Voilà qui me fait penser qu’une partie considérable de la pénurie de main-d’œuvre est en fait créée artificiellement, en raison de la prolifération des « bullshit jobs » ou de la « bullshitisation » accélérée des emplois depuis 2020. La situation est aggravée par le fait que ces emplois sont souvent assez bien rémunérés, qu’ils sont convoités, et que ceux qui les occupent sont alors considérés comme des modèles de réussite professionnelle. Même quand les employés en question savent ou sentent que ce qu’ils font est inutile, ou même nuisible et absurde, ils ne veulent généralement pas démissionner ou compromettre leur carrière en exprimant ouvertement des critiques et en réclamant ou en réalisant eux-mêmes des changements, surtout dans la situation économique actuelle, qui pourrait s’aggraver rapidement au cours des prochains mois ou des prochaines années. De plus, ces travailleurs ayant souvent été formés, dans les universités ou dans les milieux de travail, à certaines formes de travail inutiles, nuisibles ou absurdes, ils sont pour l’instant incapables de faire autre chose et donc d’occuper des emplois qui seraient vraiment utiles, à supposer qu’une telle chose existe toujours, étant donné la multiplication des « bullshit jobs » et l’ampleur de la « bullshitisation » des emplois ou des postes qui, jadis, avaient une véritable fonction sociale.

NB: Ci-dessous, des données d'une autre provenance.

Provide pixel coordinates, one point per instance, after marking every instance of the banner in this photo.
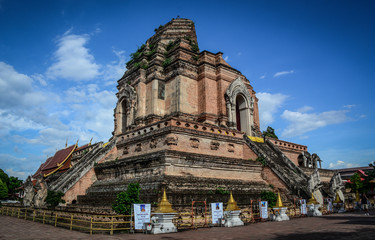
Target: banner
(263, 209)
(303, 206)
(329, 205)
(217, 212)
(142, 214)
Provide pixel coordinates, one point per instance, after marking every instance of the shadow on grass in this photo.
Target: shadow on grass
(361, 234)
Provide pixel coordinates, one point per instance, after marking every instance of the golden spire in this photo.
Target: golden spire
(232, 205)
(312, 200)
(337, 199)
(279, 203)
(357, 199)
(164, 206)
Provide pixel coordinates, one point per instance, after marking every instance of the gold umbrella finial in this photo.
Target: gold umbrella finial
(312, 200)
(164, 206)
(232, 205)
(357, 199)
(279, 203)
(337, 199)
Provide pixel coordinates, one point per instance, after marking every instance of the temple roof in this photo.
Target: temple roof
(60, 161)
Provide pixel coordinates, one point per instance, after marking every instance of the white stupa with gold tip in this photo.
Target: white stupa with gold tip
(280, 210)
(163, 216)
(232, 214)
(313, 207)
(339, 205)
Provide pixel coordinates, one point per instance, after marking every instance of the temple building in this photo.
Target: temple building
(188, 122)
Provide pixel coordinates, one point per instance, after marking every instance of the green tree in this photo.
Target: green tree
(14, 183)
(125, 199)
(270, 133)
(356, 183)
(4, 177)
(3, 190)
(54, 198)
(270, 197)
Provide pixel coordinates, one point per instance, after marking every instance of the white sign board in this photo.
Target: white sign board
(329, 205)
(142, 214)
(303, 206)
(217, 212)
(263, 209)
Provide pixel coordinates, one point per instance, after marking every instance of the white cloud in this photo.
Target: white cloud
(300, 123)
(341, 164)
(16, 89)
(305, 109)
(19, 174)
(73, 60)
(40, 78)
(349, 106)
(268, 106)
(10, 122)
(278, 74)
(114, 70)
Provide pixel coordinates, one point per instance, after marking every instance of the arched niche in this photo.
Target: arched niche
(240, 106)
(125, 109)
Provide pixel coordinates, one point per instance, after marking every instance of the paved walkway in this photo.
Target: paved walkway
(336, 226)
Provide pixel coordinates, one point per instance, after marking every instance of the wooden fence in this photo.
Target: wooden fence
(92, 223)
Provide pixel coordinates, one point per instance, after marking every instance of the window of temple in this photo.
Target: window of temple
(241, 113)
(161, 90)
(124, 115)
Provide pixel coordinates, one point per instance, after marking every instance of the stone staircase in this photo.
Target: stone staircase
(296, 180)
(74, 174)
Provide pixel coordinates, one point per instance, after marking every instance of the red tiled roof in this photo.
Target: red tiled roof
(82, 147)
(57, 159)
(60, 161)
(39, 171)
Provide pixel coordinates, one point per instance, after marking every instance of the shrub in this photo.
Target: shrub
(3, 190)
(262, 161)
(220, 190)
(166, 62)
(54, 198)
(270, 133)
(270, 197)
(124, 200)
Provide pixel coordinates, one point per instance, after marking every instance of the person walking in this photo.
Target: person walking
(364, 204)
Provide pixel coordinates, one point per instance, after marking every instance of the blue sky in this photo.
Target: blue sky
(311, 63)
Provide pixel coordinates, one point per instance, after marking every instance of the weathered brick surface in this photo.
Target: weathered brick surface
(336, 226)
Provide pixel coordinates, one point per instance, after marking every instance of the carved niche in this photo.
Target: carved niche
(238, 90)
(194, 142)
(171, 140)
(214, 145)
(153, 143)
(138, 148)
(230, 147)
(126, 108)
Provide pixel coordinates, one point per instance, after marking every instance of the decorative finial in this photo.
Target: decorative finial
(337, 199)
(279, 203)
(357, 199)
(164, 205)
(232, 205)
(312, 200)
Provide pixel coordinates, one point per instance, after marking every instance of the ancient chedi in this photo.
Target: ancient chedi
(188, 122)
(182, 123)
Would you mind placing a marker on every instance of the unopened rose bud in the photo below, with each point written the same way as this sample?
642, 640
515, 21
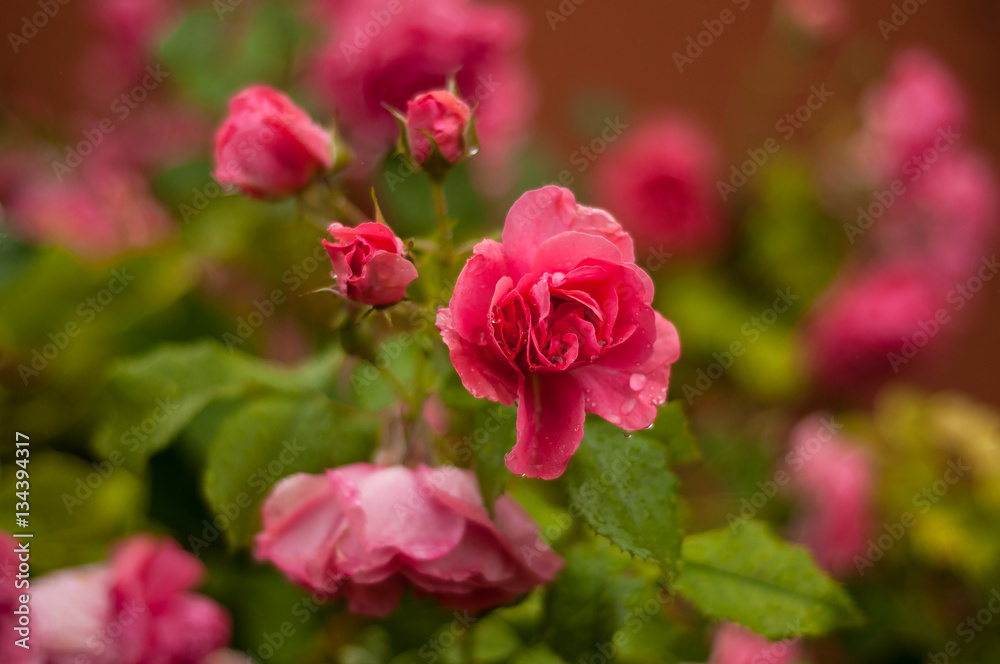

Cette transformation du travail n’a pas seulement pour effet d’accroître la quantité de travail inutile, nuisible et absurde, à détourner du travail utile, ou même à le rendre pratiquement impossible. Les « bullshit jobs » servent aussi à mettre au pas ceux qui les occupent et qui, quotidiennement exposés à l’absurdité et devant même y contribuer, sont disposés à accepter n’importe quelle absurdité de la part de nos autorités économiques et politiques, en ne posant pas de questions et en obéissant simplement. Voilà une attitude qui est radicalement incompatible avec la démocratie.

Il semble donc que nous ayons affaire à un cancer qui accapare et corrompt une partie croissante des forces vives de notre société. En allant simplement travailler, ceux d’entre nous qui occupent des « bullshit jobs » totaux ou partiels alimentent la bête, laquelle contribue activement à la dégradation accélérée des conditions économiques qui rendent possibles de tels emplois, et aussi l’existence des emplois et des postes qui sont encore en partie socialement utiles, sous prétexte de crise soi-disant sanitaire, de soutien à l’Ukraine contre la Russie, de lutte contre les changements climatiques, ainsi que de moralisation à outrance des individus et des citoyens.